全国屈指の閑散路線として知られるが、3月7日11時7分に盛岡駅を出発した2両編成の宮古行き「快速リアス」は、立ちどおしの乗客も多数出るほどの混雑ぶりだった。
ちょうど青春18きっぷのシーズンということもあり、乗客のほとんどが観光客。宮古駅で乗り換えて、三陸鉄道北リアス線に乗ることを楽しみにしているようだった。
ところが、車掌が「この列車に接続する三陸鉄道は1両編成という連絡がありました」と乗客に伝えると、車内は騒然となった。2両編成のリアスの乗客全員が1両の三陸鉄道に乗るとなると、大混雑は必至。

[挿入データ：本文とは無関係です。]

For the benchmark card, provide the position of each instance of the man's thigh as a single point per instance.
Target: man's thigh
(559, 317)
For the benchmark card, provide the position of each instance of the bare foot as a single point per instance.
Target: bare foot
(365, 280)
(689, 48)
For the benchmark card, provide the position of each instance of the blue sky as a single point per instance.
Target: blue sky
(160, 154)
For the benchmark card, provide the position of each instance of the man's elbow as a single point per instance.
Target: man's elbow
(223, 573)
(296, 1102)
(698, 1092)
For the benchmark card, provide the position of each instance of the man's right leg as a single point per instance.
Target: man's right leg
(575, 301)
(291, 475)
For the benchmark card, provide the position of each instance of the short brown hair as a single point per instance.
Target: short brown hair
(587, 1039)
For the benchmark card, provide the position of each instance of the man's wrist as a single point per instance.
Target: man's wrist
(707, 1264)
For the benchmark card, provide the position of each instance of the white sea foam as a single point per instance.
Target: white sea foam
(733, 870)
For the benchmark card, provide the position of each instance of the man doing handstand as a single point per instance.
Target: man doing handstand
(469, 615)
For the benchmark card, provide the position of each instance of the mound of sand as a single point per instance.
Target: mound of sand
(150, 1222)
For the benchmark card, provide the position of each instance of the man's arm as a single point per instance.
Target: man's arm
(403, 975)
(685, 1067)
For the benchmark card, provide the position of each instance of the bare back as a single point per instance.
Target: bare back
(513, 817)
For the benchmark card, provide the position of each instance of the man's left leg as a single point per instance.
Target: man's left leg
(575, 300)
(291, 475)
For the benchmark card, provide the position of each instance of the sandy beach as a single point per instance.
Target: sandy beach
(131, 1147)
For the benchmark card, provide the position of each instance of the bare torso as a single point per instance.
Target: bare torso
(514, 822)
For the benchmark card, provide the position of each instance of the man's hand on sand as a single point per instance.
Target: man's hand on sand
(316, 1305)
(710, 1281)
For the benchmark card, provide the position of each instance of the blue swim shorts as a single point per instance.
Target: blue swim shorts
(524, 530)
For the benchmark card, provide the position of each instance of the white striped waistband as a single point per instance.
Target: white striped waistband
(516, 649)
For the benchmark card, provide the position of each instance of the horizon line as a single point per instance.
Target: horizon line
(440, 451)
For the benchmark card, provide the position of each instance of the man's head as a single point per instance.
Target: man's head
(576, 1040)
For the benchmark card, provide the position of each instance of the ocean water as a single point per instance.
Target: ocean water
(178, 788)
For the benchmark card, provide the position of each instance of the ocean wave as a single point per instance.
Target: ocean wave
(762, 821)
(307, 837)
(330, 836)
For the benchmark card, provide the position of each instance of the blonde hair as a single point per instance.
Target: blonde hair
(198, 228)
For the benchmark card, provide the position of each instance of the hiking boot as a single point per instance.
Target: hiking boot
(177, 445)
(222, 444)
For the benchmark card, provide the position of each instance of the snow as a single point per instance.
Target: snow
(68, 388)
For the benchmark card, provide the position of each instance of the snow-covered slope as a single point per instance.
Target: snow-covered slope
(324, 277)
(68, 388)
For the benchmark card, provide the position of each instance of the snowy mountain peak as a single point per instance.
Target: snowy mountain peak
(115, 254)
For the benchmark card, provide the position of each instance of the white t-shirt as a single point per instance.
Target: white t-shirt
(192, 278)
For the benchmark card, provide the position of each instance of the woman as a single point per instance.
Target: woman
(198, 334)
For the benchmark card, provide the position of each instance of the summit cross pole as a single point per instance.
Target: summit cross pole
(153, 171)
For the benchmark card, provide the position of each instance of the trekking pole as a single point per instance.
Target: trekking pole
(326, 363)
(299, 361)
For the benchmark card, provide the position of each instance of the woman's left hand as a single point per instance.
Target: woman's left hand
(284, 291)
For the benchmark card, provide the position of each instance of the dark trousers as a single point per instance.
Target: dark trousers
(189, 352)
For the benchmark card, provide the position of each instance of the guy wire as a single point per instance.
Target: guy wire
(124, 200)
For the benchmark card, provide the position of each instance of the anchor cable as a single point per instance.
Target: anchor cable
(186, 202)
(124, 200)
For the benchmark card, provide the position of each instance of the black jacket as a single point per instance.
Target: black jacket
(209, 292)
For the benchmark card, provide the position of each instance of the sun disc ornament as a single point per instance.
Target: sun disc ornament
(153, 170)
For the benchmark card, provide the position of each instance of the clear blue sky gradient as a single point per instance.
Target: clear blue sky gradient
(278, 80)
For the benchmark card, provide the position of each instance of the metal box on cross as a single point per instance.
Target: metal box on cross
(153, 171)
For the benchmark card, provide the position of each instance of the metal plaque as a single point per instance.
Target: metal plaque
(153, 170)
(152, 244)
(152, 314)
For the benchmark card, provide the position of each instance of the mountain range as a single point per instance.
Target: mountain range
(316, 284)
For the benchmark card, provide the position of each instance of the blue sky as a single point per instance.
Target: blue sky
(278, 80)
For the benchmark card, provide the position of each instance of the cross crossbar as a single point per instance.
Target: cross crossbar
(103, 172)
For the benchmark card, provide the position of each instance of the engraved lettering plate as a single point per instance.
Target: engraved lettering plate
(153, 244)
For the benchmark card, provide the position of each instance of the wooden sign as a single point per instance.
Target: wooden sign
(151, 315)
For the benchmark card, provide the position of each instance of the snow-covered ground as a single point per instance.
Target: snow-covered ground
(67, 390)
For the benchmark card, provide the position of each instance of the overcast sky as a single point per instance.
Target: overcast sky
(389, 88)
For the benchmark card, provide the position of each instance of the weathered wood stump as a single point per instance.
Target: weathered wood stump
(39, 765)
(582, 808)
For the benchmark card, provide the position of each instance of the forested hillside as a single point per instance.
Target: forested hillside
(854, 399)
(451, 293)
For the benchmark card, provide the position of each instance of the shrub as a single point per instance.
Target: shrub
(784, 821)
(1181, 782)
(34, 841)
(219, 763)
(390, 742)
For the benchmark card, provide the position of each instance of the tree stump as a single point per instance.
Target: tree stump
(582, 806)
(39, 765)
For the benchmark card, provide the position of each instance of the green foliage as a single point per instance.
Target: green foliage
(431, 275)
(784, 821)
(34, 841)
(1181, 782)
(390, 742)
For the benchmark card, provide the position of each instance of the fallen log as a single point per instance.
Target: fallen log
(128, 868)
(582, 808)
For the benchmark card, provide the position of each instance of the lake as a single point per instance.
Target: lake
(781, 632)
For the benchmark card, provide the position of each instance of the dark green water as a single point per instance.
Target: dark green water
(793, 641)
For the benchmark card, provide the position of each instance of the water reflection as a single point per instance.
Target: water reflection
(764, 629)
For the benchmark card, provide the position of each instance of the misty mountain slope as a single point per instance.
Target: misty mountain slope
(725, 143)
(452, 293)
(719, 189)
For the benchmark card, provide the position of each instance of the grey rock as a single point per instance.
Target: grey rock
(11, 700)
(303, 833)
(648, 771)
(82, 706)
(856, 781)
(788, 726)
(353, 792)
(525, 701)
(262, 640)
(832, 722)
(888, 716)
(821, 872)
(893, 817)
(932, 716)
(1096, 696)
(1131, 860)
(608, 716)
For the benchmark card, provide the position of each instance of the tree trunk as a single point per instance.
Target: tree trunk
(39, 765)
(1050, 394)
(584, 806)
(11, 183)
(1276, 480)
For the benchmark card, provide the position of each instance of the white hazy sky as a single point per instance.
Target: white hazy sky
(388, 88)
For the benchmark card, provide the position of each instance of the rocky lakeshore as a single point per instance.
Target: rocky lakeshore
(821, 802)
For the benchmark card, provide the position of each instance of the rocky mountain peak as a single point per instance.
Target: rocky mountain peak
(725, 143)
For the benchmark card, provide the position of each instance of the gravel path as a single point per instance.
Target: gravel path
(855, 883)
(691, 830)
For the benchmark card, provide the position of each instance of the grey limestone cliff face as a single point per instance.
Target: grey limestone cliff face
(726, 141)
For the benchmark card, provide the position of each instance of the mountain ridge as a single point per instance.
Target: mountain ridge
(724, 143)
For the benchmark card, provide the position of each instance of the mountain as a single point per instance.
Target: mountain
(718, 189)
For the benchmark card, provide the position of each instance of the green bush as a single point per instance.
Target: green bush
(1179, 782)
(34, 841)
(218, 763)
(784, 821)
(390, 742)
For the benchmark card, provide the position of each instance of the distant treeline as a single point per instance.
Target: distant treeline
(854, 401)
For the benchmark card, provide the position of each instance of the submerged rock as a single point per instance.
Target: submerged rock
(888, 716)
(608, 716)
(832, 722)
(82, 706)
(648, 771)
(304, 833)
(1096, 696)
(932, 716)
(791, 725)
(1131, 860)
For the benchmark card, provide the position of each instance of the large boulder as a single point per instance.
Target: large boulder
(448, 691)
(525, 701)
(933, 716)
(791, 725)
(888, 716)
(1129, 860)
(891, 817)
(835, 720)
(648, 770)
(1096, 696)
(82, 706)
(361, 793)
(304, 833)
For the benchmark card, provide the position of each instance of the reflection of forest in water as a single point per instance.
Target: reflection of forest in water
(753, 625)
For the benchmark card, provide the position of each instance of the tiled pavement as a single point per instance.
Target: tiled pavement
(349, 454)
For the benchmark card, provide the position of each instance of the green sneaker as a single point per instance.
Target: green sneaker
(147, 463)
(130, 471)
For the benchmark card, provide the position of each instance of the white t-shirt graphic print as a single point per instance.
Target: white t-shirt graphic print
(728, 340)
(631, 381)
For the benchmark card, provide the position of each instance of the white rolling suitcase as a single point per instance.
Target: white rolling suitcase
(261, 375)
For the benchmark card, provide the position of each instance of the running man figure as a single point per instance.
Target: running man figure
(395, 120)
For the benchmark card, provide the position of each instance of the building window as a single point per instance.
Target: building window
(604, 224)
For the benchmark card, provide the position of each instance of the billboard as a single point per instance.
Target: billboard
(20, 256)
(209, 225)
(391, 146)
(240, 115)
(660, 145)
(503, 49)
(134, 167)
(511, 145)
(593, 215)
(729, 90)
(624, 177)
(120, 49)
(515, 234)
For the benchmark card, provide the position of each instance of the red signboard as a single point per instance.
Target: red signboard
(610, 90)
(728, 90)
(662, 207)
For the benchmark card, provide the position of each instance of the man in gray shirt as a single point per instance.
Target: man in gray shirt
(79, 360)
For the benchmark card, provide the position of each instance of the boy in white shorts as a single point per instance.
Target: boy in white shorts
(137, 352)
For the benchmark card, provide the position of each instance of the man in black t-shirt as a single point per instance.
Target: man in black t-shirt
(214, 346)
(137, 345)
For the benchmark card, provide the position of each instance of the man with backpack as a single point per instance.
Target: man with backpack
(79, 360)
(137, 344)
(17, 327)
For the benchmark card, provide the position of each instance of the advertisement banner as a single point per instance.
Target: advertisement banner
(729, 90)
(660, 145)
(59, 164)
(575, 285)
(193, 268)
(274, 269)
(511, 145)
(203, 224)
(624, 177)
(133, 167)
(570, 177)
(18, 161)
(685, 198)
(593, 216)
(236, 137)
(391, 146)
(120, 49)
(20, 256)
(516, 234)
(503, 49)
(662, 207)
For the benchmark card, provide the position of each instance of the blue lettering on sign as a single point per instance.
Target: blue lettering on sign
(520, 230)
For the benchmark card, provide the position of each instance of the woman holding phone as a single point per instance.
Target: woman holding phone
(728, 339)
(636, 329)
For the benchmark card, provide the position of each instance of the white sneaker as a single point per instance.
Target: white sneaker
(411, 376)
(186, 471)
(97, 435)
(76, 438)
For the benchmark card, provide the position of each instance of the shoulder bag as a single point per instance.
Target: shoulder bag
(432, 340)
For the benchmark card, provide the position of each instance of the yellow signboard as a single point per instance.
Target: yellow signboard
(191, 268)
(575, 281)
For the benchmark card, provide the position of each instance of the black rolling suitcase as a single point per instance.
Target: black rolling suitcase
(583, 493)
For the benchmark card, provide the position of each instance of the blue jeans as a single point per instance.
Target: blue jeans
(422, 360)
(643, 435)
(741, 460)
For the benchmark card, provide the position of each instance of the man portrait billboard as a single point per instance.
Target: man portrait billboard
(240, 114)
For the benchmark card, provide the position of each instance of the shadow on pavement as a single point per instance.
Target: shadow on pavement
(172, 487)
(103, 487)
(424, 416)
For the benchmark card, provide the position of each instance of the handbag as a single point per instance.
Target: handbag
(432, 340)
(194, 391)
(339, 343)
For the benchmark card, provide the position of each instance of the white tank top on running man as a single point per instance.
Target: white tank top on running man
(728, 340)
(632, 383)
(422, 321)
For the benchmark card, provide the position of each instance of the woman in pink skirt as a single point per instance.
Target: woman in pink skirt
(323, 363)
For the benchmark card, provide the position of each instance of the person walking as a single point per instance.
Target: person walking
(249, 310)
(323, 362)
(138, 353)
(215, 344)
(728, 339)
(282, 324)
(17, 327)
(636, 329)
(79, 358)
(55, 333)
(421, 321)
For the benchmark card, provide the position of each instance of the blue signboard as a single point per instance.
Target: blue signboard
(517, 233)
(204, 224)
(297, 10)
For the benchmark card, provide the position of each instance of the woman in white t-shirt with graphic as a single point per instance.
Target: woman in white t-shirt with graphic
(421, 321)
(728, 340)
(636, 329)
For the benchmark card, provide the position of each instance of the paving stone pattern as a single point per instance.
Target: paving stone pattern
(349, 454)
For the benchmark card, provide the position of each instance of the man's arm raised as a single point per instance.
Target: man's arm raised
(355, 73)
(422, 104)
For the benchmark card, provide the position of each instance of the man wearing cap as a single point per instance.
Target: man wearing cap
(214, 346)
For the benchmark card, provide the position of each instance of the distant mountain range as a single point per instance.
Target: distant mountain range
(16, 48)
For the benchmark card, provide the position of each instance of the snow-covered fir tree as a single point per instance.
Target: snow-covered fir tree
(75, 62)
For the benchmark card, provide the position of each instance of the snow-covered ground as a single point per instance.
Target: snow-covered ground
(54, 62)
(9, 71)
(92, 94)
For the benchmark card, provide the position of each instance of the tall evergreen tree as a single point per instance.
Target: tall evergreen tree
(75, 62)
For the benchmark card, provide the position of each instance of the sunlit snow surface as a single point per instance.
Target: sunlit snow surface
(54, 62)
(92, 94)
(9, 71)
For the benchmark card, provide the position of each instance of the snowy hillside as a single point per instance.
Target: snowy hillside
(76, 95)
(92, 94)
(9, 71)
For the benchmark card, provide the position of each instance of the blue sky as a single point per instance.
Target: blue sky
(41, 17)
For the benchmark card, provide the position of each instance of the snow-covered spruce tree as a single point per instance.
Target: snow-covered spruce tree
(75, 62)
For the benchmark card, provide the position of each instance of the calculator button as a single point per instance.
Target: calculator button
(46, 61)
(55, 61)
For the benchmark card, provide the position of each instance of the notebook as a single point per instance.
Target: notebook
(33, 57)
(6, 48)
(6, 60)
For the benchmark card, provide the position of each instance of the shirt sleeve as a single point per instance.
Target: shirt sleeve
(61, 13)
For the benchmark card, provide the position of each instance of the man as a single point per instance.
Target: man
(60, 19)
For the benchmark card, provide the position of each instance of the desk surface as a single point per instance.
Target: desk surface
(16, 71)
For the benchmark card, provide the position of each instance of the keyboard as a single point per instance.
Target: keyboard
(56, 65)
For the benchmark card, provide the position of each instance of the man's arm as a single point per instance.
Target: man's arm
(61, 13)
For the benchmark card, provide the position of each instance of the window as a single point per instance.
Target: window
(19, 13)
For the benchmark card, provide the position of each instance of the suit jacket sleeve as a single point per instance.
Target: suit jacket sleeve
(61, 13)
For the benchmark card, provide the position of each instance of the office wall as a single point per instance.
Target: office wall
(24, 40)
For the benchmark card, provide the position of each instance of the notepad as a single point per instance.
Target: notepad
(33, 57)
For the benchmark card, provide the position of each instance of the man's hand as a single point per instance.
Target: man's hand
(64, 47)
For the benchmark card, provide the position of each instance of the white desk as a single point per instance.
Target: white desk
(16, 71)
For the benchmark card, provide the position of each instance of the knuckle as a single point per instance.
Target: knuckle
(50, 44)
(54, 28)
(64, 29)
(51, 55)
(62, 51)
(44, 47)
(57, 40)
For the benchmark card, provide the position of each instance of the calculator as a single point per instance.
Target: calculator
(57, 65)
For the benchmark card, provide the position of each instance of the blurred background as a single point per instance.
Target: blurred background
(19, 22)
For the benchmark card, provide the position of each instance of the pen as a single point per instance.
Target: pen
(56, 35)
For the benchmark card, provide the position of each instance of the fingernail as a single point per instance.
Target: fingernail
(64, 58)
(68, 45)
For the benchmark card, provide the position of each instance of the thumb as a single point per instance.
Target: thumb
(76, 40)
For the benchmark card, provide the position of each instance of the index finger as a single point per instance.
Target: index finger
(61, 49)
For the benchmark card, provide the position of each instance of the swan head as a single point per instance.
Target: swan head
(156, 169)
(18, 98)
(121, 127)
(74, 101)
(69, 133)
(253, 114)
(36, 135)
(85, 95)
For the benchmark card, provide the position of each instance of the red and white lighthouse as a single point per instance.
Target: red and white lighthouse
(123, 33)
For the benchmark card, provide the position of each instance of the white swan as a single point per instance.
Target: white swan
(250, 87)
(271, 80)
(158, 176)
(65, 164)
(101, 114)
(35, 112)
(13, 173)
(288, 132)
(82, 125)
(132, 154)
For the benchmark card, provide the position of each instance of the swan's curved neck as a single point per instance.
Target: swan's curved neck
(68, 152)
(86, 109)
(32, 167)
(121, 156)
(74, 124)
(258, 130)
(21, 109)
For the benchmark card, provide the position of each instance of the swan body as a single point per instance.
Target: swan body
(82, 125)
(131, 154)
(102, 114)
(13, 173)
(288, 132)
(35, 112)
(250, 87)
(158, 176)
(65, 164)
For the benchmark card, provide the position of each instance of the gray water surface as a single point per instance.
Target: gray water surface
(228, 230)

宮古駅に到着すると、乗客はわれ先に三陸鉄道のホームへ急いだ。
そのころ、宮古駅の周辺には多くの鉄道、建設、行政関係者が集まっていた。東日本大震災の影響で4年にわたり運休を余儀なくされていた山田線の宮古―釜石間において、この日、復旧に向けた工事がようやく始まったのだ。
地元とJR東日本の調整は難航
被災した三陸沿岸を走る路線のうち、大船渡線と気仙沼線はJR東日本によってBRT(高速バス輸送システム)を活用した仮復旧が行われた。山田線についてもJR東日本からBRT導入が提案されたが、「宮古―釜石間は路線バスが1日11往復走っていることから、BRTを導入する意義は乏しい」(宮古市)として、地元はあくまで鉄路による復旧にこだわった。
BRTの導入が困難と判断したJR東日本は2014年1月、線路や施設を回復したうえで三陸鉄道に運営を移管する案を提示した。復旧費用210億円のうち、原状回復費用140億円はJR東日本が負担し、まちづくりや地盤のカサ上げなどに要する70億円は公的資金を活用して自治体が負担する。また、運行後の赤字を負担する意味合いで、5億円程度をJR東日本が一時金として支払うという内容だった。